Ministro Marcos Pereira diz que não interfere no voto da deputada Tia Eron

Vladimir Platonow - Repórter da Agência Brasil

Presidente licenciado do PRB, o ministro da Indústria, Comércio Exterior e Serviços,  Marcos Pereira diz que os deputados do partido têm total liberdade para agir conforme sua consciênciaFernando Frazão/Agência Brasil

O ministro da Indústria, Comércio Exterior e Serviços e presidente licenciado do PRB, , Marcos Pereira, afirmou hoje (9) que não terá qualquer participação na forma como votará a deputada Tia Eron (PRB-BA), integrante da Comissão de Ética da Câmara. O voto dela poderá ser decisivo no julgamento do presidente afastado da Câmara, Eduardo Cunha (PMDB-RJ), que está sendo acusado de quebra do decoro parlamentar da Casa.

"Ela tem liberdade para votar com a consciência dela. Eu não interferi, não pedi, não conversei com ela. O presidente em exercício do partido, senador Eduardo Lopes [RJ], também não o fez e não fará, porque nossos deputados têm total liberdade para agir conforme sua consciência", disse o ministro, após dar posse a servidores concursados no Instituto Nacional da Propriedade Intelectual (Inpi), no centro do Rio.

Pereira comentou ainda a atual situação econômica do país e disse que está otimista com as previsões para este ano. "O país está vivendo uma situação difícil, mas temos uma equipe econômica das melhores dos últimos tempos. Estamos confiantes no ministro [da Fazenda] Henrique Meirelles e em sua equipe, para que possamos, juntos, aprovar, em um curto espaço de tempo, medidas que ainda estão sendo estudadas. Os empresários estão confiantes no novo governo, que poderá avançar muito mais."

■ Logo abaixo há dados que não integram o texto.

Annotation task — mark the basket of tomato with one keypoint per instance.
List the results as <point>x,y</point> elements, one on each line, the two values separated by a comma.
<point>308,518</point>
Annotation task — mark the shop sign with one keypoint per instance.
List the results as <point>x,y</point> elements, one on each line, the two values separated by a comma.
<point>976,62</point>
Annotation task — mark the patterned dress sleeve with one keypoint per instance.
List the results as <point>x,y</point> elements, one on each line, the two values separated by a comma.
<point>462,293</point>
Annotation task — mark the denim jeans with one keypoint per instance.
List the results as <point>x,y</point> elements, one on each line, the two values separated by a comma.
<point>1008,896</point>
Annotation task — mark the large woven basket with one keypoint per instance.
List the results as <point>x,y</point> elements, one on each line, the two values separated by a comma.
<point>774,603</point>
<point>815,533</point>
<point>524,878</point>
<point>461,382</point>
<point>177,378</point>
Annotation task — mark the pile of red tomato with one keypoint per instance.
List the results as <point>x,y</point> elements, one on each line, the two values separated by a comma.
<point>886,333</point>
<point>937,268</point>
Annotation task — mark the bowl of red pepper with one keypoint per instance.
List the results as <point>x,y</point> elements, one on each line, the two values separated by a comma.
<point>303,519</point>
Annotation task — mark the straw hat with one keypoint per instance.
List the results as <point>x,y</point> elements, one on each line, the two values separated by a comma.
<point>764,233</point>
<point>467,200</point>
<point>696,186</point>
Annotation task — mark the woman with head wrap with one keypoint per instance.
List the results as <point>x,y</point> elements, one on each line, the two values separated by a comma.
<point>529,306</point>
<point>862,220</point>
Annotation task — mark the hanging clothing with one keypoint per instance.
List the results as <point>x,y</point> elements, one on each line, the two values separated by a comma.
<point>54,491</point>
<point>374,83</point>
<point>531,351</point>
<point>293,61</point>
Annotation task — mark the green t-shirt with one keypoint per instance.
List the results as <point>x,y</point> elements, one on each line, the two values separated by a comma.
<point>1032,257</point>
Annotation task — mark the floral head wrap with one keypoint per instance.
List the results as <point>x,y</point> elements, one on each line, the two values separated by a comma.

Foram empossados nesta quinta-feira no Inpi 70 pesquisadores aprovados em concurso, o que representará um aumento de 36% do quadro atual de 193 examinadores de patentes. Representantes dos funcionários, contudo, destacaram que o déficit de pessoal é bem maior, podendo chegar a 800.

"Temos um grande problema, que é a falta de pessoal especializado de nível superior. Na área de nível técnico, o Inpi está colocando pessoal de nível superior para fazer trabalho de nível intermediário, o que vai atrasando cada vez mais o processo. É um problema que se arrasta desde o governo [do ex-presidente] Fernando Henrique. Neste concurso, foram aprovadas 140 pessoas e só estão nomeando metade dos aprovados", disse Raul Bitencourt, representante do Sindicato dos Servidores Públicos Federais e coordenador do Núcleo de Base do Inpi.

Após o evento, do lado de fora, um grupo de manifestantes fez um protesto contra o governo, mas sem impedir a saída dos veículos da comitiva ministerial.